Wallace ends this paper with a discussion of how Asian herbal remedies are likely candidates for systeminc mitochondrial enhancers, and how based on their assay techniques, the found that Ginkgo Biloba did have a system mitochondrial boosting effect. Since Chinese medicine is based on the concept of healthy Chi, or life force energy, the analogy can be made between it and the western perspective of mitochondrial function. This paper was written in 2008, and alot more research has been done since then. We now know alot more about how mtDNA and nDNA communicate, and mitochondria act not only as energy producers, but also energy sensors. This ties the eastern concept of chi not only as an energy source, but also as a factor in sentience. Personally, I love seeing this type of comparison and synthesis when its done in a well grounded way. Mitochondrial dynamics might provide a way to understand traditional remedies that "just seem to work."
"How might we jump-start the search for mitochondrially active backbone compounds to treat the age-related diseases? One promising approach might be traditional Asian herbal medications. Unlike drug development in Western pharmacology, which requires a known drug target around which the drug is developed, traditional Asian pharmaceuticals were discovered by trial and error, on the basis of what made the patient better. This trial-and-error approach to drug development is inefficient but it is paradigm blind. If mitochondrial dysfunction is as important a factor in age-related diseases as proposed in this essay, then Asian herbal medications should be as likely to have targeted a mitochondrial energetic function as a tissue-specific structural function. If so, we might be able to identify active mitochondrial backbone drugs by screening traditional Asian therapeutics for those that modulate mitochondrial function. To detect mitochondrially active compounds, we have assembled a mitochondrial cDNA expression array, the MITOCHIP, which interrogates ∼1000 genes involved in mitochondrial energy production, ROS biology, and apoptosis. We have tested the veracity of our hypothesis that Asian medications might target mitochondrial function by testing the effects of Ginkgo biloba leaf extract on mitochondrial function in cultured cells. G. biloba did indeed alter mitochondrial gene expression, appearing to modulate mitochondrially associated apoptosis (Smith et al. 2002).
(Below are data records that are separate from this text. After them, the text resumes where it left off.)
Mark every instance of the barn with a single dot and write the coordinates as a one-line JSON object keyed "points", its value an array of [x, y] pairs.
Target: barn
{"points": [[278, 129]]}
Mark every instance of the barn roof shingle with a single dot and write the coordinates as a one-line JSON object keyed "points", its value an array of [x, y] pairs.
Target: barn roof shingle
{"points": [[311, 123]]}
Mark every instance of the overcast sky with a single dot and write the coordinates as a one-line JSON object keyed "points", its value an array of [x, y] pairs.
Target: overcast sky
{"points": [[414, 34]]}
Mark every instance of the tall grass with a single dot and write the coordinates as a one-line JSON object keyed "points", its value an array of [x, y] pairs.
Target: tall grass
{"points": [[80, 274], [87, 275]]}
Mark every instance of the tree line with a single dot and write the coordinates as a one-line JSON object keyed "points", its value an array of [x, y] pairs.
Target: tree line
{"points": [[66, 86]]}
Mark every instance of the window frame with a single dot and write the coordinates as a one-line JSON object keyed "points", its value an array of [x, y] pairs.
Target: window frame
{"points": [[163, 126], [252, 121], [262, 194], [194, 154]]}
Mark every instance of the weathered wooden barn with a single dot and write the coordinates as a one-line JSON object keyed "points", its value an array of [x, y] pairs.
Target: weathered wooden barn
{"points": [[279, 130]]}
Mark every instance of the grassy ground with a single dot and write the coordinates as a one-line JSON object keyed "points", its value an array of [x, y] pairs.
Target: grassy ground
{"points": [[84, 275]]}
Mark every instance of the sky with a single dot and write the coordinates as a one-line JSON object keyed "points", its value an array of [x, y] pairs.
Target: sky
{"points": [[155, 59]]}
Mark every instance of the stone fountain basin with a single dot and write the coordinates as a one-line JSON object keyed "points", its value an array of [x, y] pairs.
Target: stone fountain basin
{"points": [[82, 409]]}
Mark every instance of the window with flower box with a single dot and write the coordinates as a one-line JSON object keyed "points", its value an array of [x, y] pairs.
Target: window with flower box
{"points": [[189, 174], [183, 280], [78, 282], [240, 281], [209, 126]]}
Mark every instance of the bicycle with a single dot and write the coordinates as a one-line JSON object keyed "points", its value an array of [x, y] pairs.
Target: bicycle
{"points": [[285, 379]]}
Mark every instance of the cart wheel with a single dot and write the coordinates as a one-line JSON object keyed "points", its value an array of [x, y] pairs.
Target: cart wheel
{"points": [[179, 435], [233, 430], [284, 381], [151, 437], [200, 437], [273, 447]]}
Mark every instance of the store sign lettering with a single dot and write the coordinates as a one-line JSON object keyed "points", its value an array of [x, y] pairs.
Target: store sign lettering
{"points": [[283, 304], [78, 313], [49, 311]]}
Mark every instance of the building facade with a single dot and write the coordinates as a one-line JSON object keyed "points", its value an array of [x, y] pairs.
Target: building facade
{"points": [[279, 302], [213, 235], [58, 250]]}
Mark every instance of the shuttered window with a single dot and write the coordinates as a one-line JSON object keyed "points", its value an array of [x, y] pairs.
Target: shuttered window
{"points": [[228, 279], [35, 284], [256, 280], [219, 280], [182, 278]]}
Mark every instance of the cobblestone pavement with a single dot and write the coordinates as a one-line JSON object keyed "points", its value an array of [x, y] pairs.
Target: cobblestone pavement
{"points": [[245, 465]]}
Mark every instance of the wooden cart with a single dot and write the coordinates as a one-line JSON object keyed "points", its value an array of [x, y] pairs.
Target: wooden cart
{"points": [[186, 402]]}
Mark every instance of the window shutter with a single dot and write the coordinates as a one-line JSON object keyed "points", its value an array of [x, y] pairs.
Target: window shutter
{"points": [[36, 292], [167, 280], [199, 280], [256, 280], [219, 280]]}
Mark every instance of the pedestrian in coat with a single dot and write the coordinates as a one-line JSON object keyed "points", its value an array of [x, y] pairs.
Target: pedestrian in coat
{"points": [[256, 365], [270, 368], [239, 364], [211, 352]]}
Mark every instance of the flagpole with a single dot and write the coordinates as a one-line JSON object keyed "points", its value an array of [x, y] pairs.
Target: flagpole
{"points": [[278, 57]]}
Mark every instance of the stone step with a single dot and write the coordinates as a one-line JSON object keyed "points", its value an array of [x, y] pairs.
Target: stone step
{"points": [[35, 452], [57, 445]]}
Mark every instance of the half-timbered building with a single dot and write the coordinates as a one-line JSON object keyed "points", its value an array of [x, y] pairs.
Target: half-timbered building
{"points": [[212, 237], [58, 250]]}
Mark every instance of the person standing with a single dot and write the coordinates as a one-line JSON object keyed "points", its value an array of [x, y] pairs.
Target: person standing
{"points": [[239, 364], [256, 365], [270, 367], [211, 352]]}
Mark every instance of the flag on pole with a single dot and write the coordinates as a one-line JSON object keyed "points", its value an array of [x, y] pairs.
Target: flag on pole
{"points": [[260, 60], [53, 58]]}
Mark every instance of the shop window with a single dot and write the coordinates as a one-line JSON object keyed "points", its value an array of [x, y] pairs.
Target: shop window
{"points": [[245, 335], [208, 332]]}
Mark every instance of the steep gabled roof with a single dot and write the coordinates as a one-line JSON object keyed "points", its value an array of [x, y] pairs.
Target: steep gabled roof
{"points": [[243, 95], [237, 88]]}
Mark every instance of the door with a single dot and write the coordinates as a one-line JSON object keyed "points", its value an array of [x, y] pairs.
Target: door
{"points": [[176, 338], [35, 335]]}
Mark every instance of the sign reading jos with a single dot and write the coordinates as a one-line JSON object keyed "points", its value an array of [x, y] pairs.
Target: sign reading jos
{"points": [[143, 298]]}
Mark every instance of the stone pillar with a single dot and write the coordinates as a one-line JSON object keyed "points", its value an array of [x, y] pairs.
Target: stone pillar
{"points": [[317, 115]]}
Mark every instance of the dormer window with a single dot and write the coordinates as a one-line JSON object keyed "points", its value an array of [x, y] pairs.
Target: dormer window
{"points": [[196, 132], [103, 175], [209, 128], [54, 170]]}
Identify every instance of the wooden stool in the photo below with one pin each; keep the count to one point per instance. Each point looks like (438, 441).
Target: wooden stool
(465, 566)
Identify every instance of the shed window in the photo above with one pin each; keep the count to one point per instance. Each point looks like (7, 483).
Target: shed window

The association between Asian herbal medications and mitochondria has been further enhanced by the discovery that the potent antimalarial Artemisinin (quinghaosu) acts on the mitochondrion (Li et al. 2005) and the observation that, after screening 2490 compounds for the effects on mitochondrial gene expression and physiology, the Chinese herbal derivative deoxysppanone B was found to act through microtubules to increase OXPHOS and decrease mitochondrial ROS (Wagner et al. 2008)."